Résumé de la décision
La société Bartholdi Groupe a demandé la suspension de l'exécution d'une décision de préemption prise par la société d'économie mixte Eurométropole Metz Habitat. Le juge des référés du tribunal administratif de Strasbourg a accédé à cette demande par une ordonnance du 18 septembre 2023. La société Eurométropole Metz Habitat a ensuite formé un pourvoi devant le Conseil d'État pour annuler cette ordonnance. Cependant, le tribunal administratif a statué sur le fond du dossier le 22 février 2024, rendant le pourvoi sans objet. Par conséquent, le Conseil d'État a décidé qu'il n'y avait pas lieu de statuer sur le pourvoi et a rejeté les conclusions des parties au titre de l'article L. 761-1 du code de justice administrative.
Arguments pertinents
1. Perte d'objet du pourvoi : Le Conseil d'État a constaté que le pourvoi de la société Eurométropole Metz Habitat était devenu sans objet après que le tribunal administratif a statué sur les recours pour excès de pouvoir des sociétés Bartholdi Groupe et TR1 Acquisition. Cela est fondé sur l'article L. 521-1 du code de justice administrative, qui stipule que la suspension d'une décision administrative prend fin lorsque la requête en annulation est jugée.

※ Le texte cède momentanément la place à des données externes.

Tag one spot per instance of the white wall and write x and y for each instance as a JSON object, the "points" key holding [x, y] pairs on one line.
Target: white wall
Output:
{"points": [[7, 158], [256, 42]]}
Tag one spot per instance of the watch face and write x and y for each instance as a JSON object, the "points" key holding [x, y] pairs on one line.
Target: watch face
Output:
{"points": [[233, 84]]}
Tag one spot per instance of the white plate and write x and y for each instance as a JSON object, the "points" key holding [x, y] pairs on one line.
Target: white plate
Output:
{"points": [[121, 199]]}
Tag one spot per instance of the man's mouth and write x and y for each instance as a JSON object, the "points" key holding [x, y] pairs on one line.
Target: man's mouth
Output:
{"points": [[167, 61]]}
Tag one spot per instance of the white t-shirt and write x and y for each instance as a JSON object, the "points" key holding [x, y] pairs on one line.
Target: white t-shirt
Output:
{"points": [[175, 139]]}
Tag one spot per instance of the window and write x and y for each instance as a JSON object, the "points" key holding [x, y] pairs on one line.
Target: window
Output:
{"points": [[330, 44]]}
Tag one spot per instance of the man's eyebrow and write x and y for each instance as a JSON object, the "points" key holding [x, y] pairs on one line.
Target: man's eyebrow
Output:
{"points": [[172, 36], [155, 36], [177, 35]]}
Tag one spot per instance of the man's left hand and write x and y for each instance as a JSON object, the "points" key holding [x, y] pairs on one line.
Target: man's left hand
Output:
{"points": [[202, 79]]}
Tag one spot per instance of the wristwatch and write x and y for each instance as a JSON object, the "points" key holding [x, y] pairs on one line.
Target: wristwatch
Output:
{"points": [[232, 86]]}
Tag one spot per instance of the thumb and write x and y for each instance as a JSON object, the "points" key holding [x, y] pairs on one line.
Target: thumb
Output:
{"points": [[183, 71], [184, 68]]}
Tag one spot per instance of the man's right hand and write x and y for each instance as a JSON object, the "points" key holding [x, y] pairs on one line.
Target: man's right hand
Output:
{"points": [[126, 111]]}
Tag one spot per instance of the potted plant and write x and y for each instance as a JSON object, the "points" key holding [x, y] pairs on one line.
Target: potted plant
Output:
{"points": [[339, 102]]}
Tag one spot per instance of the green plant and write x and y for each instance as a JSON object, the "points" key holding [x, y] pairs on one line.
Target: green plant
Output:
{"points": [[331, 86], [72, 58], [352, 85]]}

> "la suspension prend fin au plus tard lorsqu'il est statué sur la requête en annulation ou en réformation de la décision" (Code de justice administrative - Article L. 521-1).
2. Absence de décision sur les conclusions au titre de l'article L. 761-1 : Le Conseil d'État a également décidé de ne pas faire droit aux conclusions des parties concernant les frais de justice, considérant que les circonstances de l'affaire ne justifiaient pas une telle décision.
> "Il n'y a pas lieu, dans les circonstances de l'espèce, de faire droit aux conclusions des parties présentées au titre de l'article L. 761-1 du code de justice administrative."
Interprétations et citations légales
1. Article R. 122-12 du code de justice administrative : Cet article permet au juge des référés de constater qu'il n'y a pas lieu de statuer sur une requête lorsque celle-ci ne présente plus d'objet. Cela souligne le principe selon lequel les décisions judiciaires doivent être pertinentes et en rapport avec les faits en cours.
> "les présidents de chambre (...) peuvent, par ordonnance : / 3° constater qu'il n'y a pas lieu de statuer sur la requête" (Code de justice administrative - Article R. 122-12).
2. Article L. 521-1 du code de justice administrative : Cet article est fondamental pour comprendre le cadre juridique de la suspension des décisions administratives. Il établit que la suspension est temporaire et liée à la décision sur la requête principale.
> "la suspension prend fin au plus tard lorsqu'il est statué sur la requête en annulation ou en réformation de la décision" (Code de justice administrative - Article L. 521-1).
En conclusion, la décision du Conseil d'État illustre l'importance de la temporalité dans les procédures de référé et la nécessité d'une décision sur le fond pour justifier la continuation d'un pourvoi. Les articles cités fournissent un cadre juridique clair pour la gestion des recours en référé et des demandes de suspension.